Treatment Options for Pterygium
Surgery is the definitive treatment for pterygium when it causes visual impairment, significant astigmatism, threatens the optical axis, or produces persistent ocular surface discomfort. 1, 2, 3
Indications for Surgical Intervention
Proceed with surgical excision when any of the following are present:
- Loss of visual acuity from corneal invasion 3
- Progressive or significant astigmatism affecting vision 1, 3
- Impending invasion of the optical axis (approaching or crossing the pupillary margin) 3
- Persistent ocular surface discomfort unresponsive to conservative measures 3
- Cosmetic concerns in conjunction with other symptoms 1
Optimal Surgical Technique
The preferred surgical approach combines pterygium excision with conjunctival autografting, as bare sclera excision alone carries unacceptably high recurrence rates. 4
Primary Surgical Options (in order of preference):
- Conjunctival autograft transplantation - Most commonly recommended technique with lower recurrence rates 1, 4
- Limbal conjunctival autograft - Particularly effective for preventing recurrence 1
- Amniotic membrane transplantation - Alternative when autograft tissue is limited 1, 2
- Free conjunctival autograft - Reduces recurrence risk 1
Avoid:
- Bare sclera technique alone - Associated with high recurrence rates and should not be used as monotherapy 4
Adjunctive Anti-Recurrence Therapies
Intraoperative mitomycin C (0.02% concentration for 15 seconds) is the most established adjunctive therapy to prevent recurrence. 5
Evidence-based adjunctive options:
- Mitomycin C (0.02%) applied intraoperatively for brief duration (e.g., 15 seconds) 5, 1, 2, 4
- 5-fluorouracil - Alternative antimetabolite 2, 4
- Beta-radiation - Use judiciously due to potential long-term complications 1, 4
- Anti-VEGF agents (bevacizumab/Avastin) - Emerging anti-angiogenic approach 1, 3
- Topical interferons - May reduce recurrence 1
Critical Safety Consideration:
Use mitomycin C and beta-radiation judiciously because of potential sight-threatening long-term complications. 4 The brief exposure time (15 seconds) minimizes toxicity while maintaining efficacy 5.

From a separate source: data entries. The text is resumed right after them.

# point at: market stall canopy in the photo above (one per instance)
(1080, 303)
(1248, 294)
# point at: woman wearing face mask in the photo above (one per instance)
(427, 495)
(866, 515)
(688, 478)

Anesthetic Choice to Minimize Complications
Use topical anesthesia rather than retrobulbar anesthesia to reduce the risk of postoperative diplopia. 6, 5
Retrobulbar or peribulbar anesthesia increases risk of:
- Anesthetic myotoxicity affecting extraocular muscles 7
- Postoperative diplopia from muscle damage 6, 5
Postoperative Management
Immediate postoperative period (1-2 weeks):
- Topical antibiotic-steroid combination (e.g., tobramycin/dexamethasone) for limited duration 8
- Limit steroid use to 1-2 weeks to minimize complications including elevated intraocular pressure and delayed wound healing 8
- Monitor intraocular pressure closely in patients with glaucoma risk 8
Long-term management:
- Preservative-free lubricants for ocular surface comfort 3
- UV protection (sunglasses, hats) to prevent recurrence - critical long-term measure 3
- Regular follow-up to detect early recurrence or complications 5
Potential Surgical Complications to Counsel Patients About
Diplopia from medial rectus damage or scarring is a recognized complication of pterygium surgery. 6, 5
Key complications include:
- Diplopia from medial rectus injury or scarring 6, 5
- Exotropia from medial rectus damage 6, 5
- Esotropic restrictive strabismus from scarring 6, 5
- Ocular motility problems from florid scarring with recurrence 6, 5
- Recurrence - the most common complication, reduced by proper technique and adjuvants 1, 2, 4
Conservative Management (Non-Surgical)
For asymptomatic or minimally symptomatic pterygium not meeting surgical criteria:
- Observation with regular monitoring 1, 2
- Preservative-free lubricants for dry eye symptoms 3
- UV protection to slow progression 2, 3
- Anti-inflammatory measures may prevent progression 9
Common Pitfall to Avoid:
Do not delay surgery once visual axis is threatened or significant astigmatism develops, as recurrent pterygium after multiple surgeries becomes more aggressive and difficult to manage 2.